Bianca Pitzorno, Brigid Maher

The irresistible story of a young woman seeking freedom and happiness.

Born into poverty, the seamstress spends her days sewing in the houses of wealthy families. Her work is simple and honest; taught by her nonna, she skilfully prepares nightgowns, undergarments and children’s clothes, leaving the finer work of dressmaking to the ateliers in Paris.

Her story weaves in and out of the lives of the people she works for, whose secrets and scandals she is privy to. Some are kind and generous, others blinded by their desire to climb the social ladder. She dreams of freeing herself from the hardscrabble life she has inherited but can’t help being pulled back in by the love of the people around her.

Set at the dawn of the twentieth century, The Seamstress of Sardinia follows the girl as she grows into a woman, strives to educate herself and falls in love-always fighting for her independence in a world dominated by men and old social conventions.

Review

I think the beauty of The Seamstress of Sardinia is that it doesn’t pretend to be something it’s not. Bianca Pitzorno’s unadorned storytelling brings an honest and sympathetic clarity to the story of a modest young woman living a, mostly, quiet life that is underpinned but not totally defined by her poverty. We first meet her at the end of the 1800s when she is a little girl living with her seamstress grandmother after their family is decimated by cholera. She is taught the basics of sewing by this hardworking and independent woman who earns her living attending to the needs of wealthy families. The grandmother is a thrifty and wise woman, illiterate and practical, she can’t afford to provide schooling for her granddaughter but teaches her to know her place in society and, as she matures, to protect her safety.

The girl develops into a steadfast and observant worker. As she relates her stories of the households she works in, and the situations she is privy to, I admired her quiet dignity. Her mastery of the needle is exemplary, but it is her desire to educate herself and grab every opportunity to do so that really resonates. She has no illusions of grandeur; she purely wants to read and understand the world for her own enlightenment. I took vicarious pleasure in her resilience and the joys she got from small pleasures.

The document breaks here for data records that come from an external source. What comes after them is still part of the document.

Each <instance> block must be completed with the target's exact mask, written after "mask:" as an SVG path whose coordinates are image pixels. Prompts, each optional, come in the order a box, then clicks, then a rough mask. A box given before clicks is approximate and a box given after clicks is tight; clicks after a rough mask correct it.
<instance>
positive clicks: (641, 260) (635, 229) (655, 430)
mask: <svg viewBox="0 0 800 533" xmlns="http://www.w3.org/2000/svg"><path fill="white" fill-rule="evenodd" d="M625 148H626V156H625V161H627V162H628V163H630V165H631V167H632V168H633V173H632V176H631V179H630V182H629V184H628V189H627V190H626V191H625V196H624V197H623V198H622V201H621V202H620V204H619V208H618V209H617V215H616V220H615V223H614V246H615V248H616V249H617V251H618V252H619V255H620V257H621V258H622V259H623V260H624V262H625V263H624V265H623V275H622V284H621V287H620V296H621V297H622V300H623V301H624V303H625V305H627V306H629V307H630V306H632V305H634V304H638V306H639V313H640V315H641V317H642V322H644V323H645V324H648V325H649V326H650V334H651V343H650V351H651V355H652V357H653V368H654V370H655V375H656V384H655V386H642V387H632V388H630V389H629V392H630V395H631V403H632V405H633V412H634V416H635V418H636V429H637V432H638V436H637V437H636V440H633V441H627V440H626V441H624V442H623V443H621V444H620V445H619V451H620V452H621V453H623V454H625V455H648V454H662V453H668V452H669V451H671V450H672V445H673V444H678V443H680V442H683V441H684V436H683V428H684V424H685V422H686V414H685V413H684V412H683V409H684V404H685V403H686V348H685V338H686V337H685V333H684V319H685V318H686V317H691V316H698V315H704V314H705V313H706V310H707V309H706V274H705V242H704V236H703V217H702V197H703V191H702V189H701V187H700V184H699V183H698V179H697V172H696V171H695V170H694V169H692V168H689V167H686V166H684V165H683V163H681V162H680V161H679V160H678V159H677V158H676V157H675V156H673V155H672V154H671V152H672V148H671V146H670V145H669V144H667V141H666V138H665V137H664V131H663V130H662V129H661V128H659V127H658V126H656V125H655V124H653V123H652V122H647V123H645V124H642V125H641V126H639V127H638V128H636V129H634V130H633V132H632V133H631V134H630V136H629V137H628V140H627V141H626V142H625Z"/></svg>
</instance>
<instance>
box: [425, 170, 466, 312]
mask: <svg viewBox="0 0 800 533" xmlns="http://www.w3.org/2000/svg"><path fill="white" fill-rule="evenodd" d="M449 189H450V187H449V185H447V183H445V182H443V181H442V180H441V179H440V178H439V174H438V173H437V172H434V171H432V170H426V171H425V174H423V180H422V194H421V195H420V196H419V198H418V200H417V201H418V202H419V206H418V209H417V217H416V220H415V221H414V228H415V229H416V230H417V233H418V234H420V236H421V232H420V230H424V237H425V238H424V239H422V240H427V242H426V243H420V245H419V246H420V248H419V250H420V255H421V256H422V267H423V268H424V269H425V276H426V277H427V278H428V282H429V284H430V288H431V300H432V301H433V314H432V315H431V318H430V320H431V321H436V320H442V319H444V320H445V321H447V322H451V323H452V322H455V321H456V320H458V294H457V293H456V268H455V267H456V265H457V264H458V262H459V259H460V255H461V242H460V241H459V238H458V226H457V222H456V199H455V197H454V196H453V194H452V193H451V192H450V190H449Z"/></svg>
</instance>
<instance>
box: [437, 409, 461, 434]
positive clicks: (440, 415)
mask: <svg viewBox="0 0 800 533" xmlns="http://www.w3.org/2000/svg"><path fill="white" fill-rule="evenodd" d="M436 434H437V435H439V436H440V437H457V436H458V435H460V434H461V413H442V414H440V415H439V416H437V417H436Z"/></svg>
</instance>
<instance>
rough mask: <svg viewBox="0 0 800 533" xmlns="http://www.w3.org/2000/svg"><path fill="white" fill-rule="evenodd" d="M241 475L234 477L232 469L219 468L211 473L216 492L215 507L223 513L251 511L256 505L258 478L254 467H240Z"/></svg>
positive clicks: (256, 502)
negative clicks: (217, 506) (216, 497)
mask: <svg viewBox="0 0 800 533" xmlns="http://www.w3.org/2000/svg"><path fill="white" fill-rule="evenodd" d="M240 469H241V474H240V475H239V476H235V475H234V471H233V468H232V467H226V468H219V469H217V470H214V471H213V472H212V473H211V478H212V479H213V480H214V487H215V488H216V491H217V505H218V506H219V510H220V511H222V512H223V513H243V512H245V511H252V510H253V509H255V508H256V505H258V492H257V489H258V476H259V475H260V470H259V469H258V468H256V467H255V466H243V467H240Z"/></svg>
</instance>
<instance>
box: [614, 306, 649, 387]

The seamstress forms friendships with some of the wealthy families she works for and learns from their foibles and experiences, sometimes incredulous at their wealth and also at the staggering parsimony of others. She is an onlooker to intrigue and a society where liberties are many, but a stifling rigidity offset these. The juxtaposition of their lives with hers could not be more glaring and the forces they bring to bear when she doesn’t succumb to their bidding is chilling. I loved this wonderful young woman and how she never succumbs to self-pity but endures despite all the vicissitudes of life.